Irak. «Se vinceremo le elezioni, immediatamente proporremo al Parlamento italiano il conseguente rientro dei nostri soldati nei tempi tecnicamente necessari, definendone, anche in consultazione con le autorità irachene, le modalità affinché le condizioni di sicurezza siano garantite», recita il programma a pagina 102. È la contraddizione più nota alle cronache e anche la più stridente, come sottolineato da Piero Ostellino sul Corriere della Sera. Il ritiro sarà, infatti, proposto «immediatamente», ma si rispetteranno i «tempi tecnicamente necessari». I leader dell’Unione che hanno firmato sono soddisfatti. Come garantire l’operazione italiana di peacekeeping e preparare il ritorno del contingente è un altro discorso.
Servizi professionali. «Abolire le tariffe minime tranne casi limitati alle attività riservate». Il programma dell’Unione a pagina 131 sembra chiaro in tema di liberalizzazione dei servizi professionali. Si vogliono prestazioni migliori? Allora niente blocco dei prezzi tranne che per le attività riservate. Ma quali sono le attività riservate? Generalmente sono le professioni intellettuali regolate dall’articolo 2229 del codice civile come quella di avvocato, commercialista, ingegnere, eccetera. La liberalizzazione, quindi, è solo teorica.
Enel, nano o gigante? Come negli altri due esempi anche in queste poche righe ci si trova di fronte a un paradosso. «Crediamo che l’Enel debba cedere all’asta capacità di generazione per eliminare l’eccesso di potere di mercato che tuttora detiene. (...) Per altro verso, riteniamo che i vecchi “campioni nazionali” dell’energia abbiano la capacità di crescere come “campioni europei”». La presa di posizione sull’azienda energetica a pagina 142 del programma fa sorgere un dubbio. Come può una società elettrica che perde ricavi sicuri tra le mura domestiche crescere a casa di colossi come la francese Edf o la tedesca E.On? Lo stesso si può dire per Eni, stretta da un programma che privilegia gas e fonti rinnovabili da un lato, mentre dall’altro si sostiene la necessità che la proprietà delle reti resti pubblica.
Rai a doppia velocità. «La Rai dovrà conservare ma anche rafforzare e migliorare la sua attività di servizio pubblico, nei contenuti editoriali e culturali, nell’informazione e nella qualità della programmazione». A pagina 265 si prefigurano le magnifiche sorti e progressive di Viale Mazzini e «per realizzare questo obiettivo attueremo inoltre una politica volta a cancellare le distorsioni del mercato pubblicitario». Una Rai potenziata e più pubblica inserita in un mercato pubblicitario dove non reciterà più un ruolo leader insieme a Mediaset?

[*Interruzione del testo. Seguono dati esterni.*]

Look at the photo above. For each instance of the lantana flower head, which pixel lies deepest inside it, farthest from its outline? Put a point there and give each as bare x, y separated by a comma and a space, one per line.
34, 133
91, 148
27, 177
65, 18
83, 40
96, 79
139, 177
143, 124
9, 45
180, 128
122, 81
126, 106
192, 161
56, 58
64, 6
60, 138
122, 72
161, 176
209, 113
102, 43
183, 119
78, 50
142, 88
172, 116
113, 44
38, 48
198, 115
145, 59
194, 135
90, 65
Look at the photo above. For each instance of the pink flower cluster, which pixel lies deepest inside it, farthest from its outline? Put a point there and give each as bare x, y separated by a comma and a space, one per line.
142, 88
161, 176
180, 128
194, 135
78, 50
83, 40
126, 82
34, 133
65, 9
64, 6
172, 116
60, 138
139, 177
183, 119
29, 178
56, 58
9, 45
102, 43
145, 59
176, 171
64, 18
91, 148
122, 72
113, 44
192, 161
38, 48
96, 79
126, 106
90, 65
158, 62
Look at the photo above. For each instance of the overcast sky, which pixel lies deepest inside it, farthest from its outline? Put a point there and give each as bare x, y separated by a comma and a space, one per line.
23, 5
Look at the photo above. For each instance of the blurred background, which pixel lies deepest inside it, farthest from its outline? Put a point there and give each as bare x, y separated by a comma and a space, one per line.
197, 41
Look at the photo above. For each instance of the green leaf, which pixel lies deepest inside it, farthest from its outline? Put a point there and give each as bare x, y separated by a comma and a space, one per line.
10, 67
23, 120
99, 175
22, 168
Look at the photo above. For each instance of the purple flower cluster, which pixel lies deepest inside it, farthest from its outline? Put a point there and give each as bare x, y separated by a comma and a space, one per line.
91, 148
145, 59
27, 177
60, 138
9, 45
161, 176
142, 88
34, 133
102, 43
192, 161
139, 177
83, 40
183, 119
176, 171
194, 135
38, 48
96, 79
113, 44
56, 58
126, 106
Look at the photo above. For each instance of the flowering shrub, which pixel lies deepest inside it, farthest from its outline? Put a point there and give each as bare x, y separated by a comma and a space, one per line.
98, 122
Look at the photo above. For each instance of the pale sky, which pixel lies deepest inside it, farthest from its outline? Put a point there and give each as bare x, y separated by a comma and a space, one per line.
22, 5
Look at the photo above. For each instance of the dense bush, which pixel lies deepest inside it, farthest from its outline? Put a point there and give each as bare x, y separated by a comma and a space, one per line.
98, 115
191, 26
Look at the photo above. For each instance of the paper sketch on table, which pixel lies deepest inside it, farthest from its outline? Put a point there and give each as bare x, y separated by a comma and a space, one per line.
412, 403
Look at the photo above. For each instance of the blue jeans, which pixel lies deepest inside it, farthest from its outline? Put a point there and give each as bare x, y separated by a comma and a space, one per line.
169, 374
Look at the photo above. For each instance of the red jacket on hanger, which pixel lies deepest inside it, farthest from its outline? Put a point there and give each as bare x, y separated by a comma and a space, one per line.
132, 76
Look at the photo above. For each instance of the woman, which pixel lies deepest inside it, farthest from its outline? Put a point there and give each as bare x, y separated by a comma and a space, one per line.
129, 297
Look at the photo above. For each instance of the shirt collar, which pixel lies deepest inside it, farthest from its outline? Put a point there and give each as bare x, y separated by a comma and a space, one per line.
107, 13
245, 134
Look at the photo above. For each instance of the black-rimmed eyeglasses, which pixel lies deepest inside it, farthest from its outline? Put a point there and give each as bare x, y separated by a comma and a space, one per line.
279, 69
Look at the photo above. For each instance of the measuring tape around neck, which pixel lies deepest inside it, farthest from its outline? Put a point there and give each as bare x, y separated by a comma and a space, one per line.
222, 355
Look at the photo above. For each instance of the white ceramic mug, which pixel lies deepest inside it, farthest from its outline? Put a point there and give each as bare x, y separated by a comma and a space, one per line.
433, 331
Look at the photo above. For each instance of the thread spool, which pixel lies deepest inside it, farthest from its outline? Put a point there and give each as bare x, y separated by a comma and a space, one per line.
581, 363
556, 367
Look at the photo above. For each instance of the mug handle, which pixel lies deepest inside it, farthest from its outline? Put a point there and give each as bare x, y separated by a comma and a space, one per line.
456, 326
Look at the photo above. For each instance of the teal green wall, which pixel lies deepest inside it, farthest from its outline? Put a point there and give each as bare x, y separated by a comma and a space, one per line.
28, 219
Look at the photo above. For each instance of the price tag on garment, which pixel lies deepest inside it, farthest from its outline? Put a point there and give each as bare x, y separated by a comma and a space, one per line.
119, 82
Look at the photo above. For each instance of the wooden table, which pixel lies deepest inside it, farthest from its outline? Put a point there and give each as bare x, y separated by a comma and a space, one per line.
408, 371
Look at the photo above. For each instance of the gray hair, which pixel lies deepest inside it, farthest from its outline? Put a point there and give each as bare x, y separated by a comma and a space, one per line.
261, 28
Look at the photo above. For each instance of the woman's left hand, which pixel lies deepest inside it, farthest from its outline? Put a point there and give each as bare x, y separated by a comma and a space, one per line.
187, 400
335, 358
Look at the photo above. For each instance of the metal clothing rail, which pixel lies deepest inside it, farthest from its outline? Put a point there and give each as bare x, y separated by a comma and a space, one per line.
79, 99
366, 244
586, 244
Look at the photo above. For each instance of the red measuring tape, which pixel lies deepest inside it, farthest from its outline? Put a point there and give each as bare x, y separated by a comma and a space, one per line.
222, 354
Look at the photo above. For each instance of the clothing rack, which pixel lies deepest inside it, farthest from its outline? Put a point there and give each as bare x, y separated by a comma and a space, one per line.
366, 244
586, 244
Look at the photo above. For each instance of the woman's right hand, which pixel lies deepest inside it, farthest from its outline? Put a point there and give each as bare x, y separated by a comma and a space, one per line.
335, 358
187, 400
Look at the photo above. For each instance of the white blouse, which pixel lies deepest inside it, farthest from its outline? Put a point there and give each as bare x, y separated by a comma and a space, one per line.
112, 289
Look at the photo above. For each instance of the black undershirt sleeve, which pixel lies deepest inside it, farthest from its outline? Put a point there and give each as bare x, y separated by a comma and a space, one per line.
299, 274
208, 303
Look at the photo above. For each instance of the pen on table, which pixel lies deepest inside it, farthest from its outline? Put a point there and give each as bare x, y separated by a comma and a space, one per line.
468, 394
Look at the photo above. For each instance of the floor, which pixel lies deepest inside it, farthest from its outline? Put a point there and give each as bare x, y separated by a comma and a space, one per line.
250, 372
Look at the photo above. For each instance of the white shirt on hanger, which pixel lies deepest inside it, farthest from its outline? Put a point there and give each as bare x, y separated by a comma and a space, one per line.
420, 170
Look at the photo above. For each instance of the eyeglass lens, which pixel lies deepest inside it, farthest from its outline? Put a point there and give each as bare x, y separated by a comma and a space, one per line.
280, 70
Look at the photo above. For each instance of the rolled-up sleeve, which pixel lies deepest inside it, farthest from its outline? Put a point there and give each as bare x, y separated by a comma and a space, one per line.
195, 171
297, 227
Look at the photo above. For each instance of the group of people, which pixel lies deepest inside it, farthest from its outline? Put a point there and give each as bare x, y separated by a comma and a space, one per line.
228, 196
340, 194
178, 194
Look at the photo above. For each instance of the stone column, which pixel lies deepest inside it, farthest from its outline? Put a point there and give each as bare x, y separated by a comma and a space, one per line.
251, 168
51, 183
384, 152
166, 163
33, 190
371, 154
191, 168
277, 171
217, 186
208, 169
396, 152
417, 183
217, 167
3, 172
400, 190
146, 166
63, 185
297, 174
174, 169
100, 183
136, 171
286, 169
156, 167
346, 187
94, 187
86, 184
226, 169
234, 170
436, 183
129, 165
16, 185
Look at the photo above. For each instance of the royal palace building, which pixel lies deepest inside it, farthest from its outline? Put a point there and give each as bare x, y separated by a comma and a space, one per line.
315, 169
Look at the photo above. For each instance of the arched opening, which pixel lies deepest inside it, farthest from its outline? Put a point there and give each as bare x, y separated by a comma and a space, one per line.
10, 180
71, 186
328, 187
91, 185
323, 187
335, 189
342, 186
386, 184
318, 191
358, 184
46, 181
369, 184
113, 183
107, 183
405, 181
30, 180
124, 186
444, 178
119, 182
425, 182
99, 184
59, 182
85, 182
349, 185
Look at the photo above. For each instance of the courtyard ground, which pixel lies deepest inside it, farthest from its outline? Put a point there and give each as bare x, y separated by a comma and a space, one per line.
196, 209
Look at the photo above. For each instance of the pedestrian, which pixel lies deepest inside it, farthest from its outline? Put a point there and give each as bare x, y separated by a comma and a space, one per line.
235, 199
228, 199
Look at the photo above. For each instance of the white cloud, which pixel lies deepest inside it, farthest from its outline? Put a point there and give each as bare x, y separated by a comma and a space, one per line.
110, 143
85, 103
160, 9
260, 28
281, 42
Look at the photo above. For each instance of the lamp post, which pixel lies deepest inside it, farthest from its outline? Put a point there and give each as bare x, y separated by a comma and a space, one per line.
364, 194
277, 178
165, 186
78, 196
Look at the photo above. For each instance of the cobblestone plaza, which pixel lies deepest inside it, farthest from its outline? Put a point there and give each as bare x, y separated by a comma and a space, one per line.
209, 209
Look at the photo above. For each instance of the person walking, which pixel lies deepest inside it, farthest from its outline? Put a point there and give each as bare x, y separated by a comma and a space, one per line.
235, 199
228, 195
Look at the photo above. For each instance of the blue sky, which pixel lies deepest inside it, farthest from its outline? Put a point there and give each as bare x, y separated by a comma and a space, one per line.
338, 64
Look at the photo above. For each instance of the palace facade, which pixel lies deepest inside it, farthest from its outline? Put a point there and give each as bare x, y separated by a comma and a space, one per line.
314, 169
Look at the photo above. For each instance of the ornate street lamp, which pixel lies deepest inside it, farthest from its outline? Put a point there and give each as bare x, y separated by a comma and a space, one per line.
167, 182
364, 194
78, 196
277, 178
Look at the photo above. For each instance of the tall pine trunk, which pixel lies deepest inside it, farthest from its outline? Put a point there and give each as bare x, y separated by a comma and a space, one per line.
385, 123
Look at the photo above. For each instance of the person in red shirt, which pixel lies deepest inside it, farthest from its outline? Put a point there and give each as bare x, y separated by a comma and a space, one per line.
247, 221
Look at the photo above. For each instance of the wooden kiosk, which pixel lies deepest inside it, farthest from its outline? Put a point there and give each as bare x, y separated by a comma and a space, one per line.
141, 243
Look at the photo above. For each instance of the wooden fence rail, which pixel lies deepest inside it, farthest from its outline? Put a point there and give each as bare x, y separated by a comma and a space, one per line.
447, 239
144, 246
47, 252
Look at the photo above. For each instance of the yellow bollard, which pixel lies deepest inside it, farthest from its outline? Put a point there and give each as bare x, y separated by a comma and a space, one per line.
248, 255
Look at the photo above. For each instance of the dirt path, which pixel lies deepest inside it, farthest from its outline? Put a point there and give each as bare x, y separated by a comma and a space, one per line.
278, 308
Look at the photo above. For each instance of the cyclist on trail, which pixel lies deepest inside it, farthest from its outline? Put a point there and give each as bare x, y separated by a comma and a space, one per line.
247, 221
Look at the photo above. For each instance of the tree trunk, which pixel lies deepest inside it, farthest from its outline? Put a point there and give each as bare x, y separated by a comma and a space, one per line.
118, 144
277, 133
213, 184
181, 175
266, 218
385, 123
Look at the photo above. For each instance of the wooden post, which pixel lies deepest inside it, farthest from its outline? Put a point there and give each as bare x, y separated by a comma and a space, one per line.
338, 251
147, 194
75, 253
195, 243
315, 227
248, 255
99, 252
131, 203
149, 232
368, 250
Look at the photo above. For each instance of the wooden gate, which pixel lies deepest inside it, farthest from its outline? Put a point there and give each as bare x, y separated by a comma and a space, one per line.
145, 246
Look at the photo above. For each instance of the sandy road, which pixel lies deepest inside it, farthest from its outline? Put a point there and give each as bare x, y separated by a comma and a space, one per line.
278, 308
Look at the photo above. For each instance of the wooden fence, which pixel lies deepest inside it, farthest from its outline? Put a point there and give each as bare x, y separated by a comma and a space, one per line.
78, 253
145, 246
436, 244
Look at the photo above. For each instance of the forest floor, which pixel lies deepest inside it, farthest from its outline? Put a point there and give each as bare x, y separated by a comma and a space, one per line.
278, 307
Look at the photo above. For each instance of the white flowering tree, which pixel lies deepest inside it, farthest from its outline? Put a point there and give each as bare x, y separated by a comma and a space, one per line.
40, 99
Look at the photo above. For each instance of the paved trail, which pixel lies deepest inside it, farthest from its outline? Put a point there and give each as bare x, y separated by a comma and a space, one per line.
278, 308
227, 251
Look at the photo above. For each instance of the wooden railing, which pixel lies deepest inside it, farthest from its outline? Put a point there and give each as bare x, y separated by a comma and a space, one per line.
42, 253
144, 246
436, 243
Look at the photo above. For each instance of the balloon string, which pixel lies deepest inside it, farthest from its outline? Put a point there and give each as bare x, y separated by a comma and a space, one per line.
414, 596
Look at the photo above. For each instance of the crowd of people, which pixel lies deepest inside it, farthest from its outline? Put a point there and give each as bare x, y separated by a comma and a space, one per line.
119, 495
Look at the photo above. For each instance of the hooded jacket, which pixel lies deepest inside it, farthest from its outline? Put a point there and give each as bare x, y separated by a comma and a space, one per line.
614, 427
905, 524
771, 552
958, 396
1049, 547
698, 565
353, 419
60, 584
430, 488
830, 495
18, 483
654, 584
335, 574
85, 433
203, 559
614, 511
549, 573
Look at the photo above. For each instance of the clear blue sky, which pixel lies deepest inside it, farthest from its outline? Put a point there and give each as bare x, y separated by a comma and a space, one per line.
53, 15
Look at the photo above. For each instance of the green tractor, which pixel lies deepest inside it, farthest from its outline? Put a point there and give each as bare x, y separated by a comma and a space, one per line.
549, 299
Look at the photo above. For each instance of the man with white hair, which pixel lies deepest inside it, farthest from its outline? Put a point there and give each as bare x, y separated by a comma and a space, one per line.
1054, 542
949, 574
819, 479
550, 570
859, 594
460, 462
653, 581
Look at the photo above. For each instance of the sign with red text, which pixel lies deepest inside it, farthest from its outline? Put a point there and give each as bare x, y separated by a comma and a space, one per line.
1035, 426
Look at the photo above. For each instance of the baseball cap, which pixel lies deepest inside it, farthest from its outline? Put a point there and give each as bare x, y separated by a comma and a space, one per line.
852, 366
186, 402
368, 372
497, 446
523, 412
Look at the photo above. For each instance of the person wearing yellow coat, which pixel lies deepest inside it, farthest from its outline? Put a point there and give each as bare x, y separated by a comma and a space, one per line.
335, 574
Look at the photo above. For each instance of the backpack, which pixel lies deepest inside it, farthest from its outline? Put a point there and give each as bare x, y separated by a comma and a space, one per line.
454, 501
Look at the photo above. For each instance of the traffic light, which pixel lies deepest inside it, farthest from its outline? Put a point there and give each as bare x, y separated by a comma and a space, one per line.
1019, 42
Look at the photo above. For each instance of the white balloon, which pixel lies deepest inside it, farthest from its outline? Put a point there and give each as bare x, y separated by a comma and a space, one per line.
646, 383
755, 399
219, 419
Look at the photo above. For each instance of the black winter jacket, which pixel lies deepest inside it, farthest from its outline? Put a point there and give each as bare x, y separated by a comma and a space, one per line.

L’equazione potrebbe tornare solo con un aumento del canone.
Banca-impresa. Dopo Bancopoli la parola d’ordine è moralità e trasparenza. «Noi crediamo che per limitare il conflitto di interessi derivante dall’intreccio proprietario, debbano essere sottoposti a rigorosi limiti quantitativi i finanziamenti che una banca può erogare a un azionista con una partecipazione superiore all’uno per cento». A pagina 124, però, si sottolinea come «necessaria una politica per il rafforzamento della cooperazione tra piccole imprese e banche locali». Se l’impresa e la banca sono piccole, cooperare va bene. Se il grande o medio industriale è azionista di minoranza, il credito deve trovarlo da un’altra parte.

Un ultimo accenno va alla «previsione che i patti di sindacato debbano limitarsi a questioni proprietarie e non gestionali». Chissà cosa ne penseranno i manager di grandi banche rette da patti di sindacato che hanno votato alle primarie.